By JIM VINES
As Vietnam-era military veterans are reaching their 60s and 70s, they are facing the inevitable. Several have undergone surgery and many more will have to do so in the future.
A cataract is an eye disease in which the normally clear lens of the eye becomes cloudy or opaque, causing a decrease in vision. The lens is important for focusing light onto the back of the eye, the retina, so that images appear clear and without distortion and the clouding of this lens during cataract formation distorts the vision.
Cataracts are usually a very gradual process of normal aging but can occasionally develop rapidly. They commonly affect both eyes, but it is not uncommon for a cataract in one eye to advance more rapidly. Precisely why cataracts occur is unknown, however, most cataracts appear to be caused by changes in the protein structures within the lens that occur over many years and cause the lens to become cloudy.

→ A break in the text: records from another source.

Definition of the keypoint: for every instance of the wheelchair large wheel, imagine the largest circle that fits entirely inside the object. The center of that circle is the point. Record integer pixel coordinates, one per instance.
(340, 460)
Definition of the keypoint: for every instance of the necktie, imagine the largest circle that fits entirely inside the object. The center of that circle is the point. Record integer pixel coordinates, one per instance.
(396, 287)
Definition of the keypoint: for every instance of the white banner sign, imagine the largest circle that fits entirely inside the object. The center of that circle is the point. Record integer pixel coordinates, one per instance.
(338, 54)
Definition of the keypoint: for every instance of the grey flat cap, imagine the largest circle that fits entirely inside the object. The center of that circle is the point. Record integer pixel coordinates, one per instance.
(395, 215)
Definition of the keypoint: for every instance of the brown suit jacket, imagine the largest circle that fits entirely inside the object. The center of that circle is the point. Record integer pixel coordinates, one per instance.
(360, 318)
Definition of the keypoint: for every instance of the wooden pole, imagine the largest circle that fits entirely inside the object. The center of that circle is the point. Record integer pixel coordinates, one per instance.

The standard cataract surgical procedure is performed in a hospital or in an ambulatory surgery center on an outpatient basis. The most common form of cataract surgery today involves a process called phacoemulsification.
With the use of an operating microscope, the surgeon will make a very small incision in the surface of the eye in or near the cornea. A thin ultrasound probe, which is often confused with a laser by patients, is inserted into the eye and uses ultrasonic vibrations to dissolve emulsify the clouded lens. These tiny fragmented pieces are then suctioned out through the same ultrasound probe.
Once the cataract is removed, an artificial lens is placed into the thin capsular bag that the cataract previously occupied. This lens is essential in helping the eye focus after surgery. Most cataract surgery is done with only minimal sedation without having to put the patient to sleep. Numbing drops and an injection around the eye will be used to decrease sensation of the eye.